The data used for this project represent data collected from the accelerometers from the Samsung Galaxy S smartphone. A full description is available at the site where the data was originally obtained:
http://archive.ics.uci.edu/ml/datasets/Human+Activity+Recognition+Using+Smartphones
The specific data for this project can be found here: https://d396qusza40orc.cloudfront.net/getdata%2Fprojectfiles%2FUCI%20HAR%20Dataset.zip
The R script in this project will produce two tidy, well-labelled, descriptive data sets from the combination of the training and test data sets:
- one that contains any mean and standard deviation values for each measurement
- one that contains the average of each variable for each activity and each subject
The second resulting data set will be written to a file named means_by_activity_and_subject.txt in the current working directory.

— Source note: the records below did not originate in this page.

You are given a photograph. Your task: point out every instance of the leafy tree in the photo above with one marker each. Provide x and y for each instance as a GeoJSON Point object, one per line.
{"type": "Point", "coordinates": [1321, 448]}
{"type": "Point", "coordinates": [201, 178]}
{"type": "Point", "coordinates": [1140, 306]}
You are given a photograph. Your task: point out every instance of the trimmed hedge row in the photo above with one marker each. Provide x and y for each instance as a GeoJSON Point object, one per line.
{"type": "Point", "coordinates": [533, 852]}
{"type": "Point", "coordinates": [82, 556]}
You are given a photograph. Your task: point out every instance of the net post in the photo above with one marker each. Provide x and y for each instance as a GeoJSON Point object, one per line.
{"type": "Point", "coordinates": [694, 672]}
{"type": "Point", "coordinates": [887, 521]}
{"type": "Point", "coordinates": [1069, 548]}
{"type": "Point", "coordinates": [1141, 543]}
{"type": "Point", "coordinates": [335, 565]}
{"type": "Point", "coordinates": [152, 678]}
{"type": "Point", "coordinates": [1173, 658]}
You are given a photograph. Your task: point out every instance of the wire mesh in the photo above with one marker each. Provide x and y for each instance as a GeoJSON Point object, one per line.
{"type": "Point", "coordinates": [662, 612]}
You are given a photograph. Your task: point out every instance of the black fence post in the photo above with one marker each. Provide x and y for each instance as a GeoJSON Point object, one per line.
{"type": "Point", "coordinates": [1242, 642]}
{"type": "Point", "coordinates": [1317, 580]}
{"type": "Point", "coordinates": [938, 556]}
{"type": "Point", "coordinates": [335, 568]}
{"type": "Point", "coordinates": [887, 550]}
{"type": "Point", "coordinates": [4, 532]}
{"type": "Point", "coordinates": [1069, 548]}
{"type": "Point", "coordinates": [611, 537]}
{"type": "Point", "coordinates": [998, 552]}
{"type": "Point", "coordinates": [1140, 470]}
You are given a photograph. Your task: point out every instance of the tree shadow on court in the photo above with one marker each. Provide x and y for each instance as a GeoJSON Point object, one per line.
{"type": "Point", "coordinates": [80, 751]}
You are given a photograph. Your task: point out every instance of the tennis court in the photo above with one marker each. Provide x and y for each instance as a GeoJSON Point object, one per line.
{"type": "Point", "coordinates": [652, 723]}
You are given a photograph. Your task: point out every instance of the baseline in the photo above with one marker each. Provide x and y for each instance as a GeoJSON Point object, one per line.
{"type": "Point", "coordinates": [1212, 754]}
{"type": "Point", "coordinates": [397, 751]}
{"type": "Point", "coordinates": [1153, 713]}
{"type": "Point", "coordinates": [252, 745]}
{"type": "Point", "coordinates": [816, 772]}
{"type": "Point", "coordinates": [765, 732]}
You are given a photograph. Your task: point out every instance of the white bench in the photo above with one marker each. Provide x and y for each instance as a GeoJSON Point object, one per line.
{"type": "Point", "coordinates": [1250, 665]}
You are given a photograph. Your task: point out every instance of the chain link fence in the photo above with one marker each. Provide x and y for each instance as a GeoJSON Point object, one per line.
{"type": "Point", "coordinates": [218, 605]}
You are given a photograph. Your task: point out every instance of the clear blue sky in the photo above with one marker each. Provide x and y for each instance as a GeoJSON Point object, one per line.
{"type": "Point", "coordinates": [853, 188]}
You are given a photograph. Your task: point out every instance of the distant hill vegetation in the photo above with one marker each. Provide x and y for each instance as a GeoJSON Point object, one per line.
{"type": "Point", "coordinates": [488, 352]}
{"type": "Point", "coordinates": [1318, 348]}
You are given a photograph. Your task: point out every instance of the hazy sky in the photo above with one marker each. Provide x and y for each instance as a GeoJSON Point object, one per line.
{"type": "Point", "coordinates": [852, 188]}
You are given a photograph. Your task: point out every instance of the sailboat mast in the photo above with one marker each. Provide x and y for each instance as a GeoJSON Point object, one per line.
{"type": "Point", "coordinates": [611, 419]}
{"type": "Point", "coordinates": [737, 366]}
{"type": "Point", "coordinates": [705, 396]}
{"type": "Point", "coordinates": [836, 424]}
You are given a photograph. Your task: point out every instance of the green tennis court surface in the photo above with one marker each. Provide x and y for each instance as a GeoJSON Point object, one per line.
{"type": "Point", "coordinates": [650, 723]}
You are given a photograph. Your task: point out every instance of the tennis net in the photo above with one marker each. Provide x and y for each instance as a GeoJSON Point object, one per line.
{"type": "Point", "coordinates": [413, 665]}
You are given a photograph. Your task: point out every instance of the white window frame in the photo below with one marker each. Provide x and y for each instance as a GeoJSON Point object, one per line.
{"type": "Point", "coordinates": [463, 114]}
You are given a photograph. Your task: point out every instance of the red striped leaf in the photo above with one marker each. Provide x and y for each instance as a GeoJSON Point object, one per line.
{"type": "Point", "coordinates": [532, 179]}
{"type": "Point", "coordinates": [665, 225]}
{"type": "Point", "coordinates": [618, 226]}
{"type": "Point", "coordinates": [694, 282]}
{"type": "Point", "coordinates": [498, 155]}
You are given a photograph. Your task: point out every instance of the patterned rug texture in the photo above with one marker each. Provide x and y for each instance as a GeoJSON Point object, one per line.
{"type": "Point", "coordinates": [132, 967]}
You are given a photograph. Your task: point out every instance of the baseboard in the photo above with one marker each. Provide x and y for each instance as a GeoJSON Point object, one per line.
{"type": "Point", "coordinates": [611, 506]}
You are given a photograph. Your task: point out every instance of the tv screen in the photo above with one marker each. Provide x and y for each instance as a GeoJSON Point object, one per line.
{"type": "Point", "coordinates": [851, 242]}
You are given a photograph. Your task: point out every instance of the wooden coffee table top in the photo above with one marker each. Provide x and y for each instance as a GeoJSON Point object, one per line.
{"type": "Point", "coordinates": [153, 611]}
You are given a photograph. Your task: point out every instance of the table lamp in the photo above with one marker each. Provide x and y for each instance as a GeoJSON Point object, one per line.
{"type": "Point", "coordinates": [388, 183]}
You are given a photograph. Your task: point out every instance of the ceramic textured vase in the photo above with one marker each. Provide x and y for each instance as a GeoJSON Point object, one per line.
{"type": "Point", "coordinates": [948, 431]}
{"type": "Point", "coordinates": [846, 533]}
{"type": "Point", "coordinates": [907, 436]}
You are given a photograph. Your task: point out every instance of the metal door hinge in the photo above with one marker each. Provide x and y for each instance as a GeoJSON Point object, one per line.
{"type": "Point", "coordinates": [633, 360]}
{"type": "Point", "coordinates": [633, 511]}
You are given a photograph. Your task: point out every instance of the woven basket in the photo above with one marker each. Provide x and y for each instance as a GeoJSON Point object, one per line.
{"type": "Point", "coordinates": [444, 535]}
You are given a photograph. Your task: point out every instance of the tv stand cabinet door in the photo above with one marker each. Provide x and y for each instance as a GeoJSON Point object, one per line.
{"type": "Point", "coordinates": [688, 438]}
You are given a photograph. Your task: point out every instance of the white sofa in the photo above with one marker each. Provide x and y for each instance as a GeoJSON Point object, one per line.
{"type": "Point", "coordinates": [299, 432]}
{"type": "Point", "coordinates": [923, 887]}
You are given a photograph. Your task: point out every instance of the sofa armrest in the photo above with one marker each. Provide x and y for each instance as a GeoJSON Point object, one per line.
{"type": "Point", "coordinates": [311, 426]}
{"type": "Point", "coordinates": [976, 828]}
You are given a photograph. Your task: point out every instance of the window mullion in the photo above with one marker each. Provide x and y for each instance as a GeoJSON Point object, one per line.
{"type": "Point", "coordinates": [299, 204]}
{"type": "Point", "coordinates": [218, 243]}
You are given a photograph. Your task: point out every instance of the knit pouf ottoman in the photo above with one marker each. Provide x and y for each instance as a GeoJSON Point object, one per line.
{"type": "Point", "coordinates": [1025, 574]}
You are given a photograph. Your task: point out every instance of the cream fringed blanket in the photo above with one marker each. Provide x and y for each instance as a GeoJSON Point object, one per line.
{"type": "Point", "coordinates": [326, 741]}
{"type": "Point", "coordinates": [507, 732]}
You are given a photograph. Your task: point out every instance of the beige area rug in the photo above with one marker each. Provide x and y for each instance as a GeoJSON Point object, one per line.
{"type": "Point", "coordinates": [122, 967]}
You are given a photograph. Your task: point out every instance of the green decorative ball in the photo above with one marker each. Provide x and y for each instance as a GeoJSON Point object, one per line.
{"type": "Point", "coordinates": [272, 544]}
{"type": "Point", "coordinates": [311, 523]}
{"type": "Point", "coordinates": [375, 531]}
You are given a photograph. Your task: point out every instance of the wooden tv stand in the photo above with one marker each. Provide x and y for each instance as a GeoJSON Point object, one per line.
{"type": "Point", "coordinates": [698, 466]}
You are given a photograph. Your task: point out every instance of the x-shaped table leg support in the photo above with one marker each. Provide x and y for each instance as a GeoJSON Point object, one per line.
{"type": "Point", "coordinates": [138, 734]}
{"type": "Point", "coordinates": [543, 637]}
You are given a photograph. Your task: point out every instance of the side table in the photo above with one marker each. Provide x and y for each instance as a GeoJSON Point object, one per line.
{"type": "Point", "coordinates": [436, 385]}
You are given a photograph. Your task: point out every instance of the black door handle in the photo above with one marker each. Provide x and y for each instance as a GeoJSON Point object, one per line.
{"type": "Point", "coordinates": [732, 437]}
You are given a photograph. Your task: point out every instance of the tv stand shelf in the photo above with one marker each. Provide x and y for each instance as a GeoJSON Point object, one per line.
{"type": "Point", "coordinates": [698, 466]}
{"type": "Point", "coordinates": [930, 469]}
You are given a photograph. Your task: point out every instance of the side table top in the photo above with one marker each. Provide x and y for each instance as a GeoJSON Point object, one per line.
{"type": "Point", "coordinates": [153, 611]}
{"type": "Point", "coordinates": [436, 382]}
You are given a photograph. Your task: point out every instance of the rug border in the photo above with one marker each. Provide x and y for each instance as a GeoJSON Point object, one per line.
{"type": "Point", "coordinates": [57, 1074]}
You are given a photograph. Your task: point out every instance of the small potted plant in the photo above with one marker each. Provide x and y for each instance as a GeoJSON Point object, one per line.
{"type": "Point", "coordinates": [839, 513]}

Note, the first resulting data set includes values produced by mean(), meanFreq(), and std(). meanFreq() is included because the assignment specification is vague, and the function starts with "mean."
The script performs the following general steps:
- Download and unzip the source data.
- Load all the required data files into memory.
- Produce a data frame "mean_and_std_measurements" that only includes measurement values from the original data set that contain one of "mean()", "std()", or "meanFreq()" in their names.
- Produce a data frame "means_by_activity_and_subject" that includes the mean of all measurement values from the original data set, averaged for each combination of activity and subject.
- Write means_by_activity_and_subject into the file means_by_activity_and_subject.txt.
The data dictionary can be found in CodeBook.md.
source('run_analysis.R')
- reshape2 package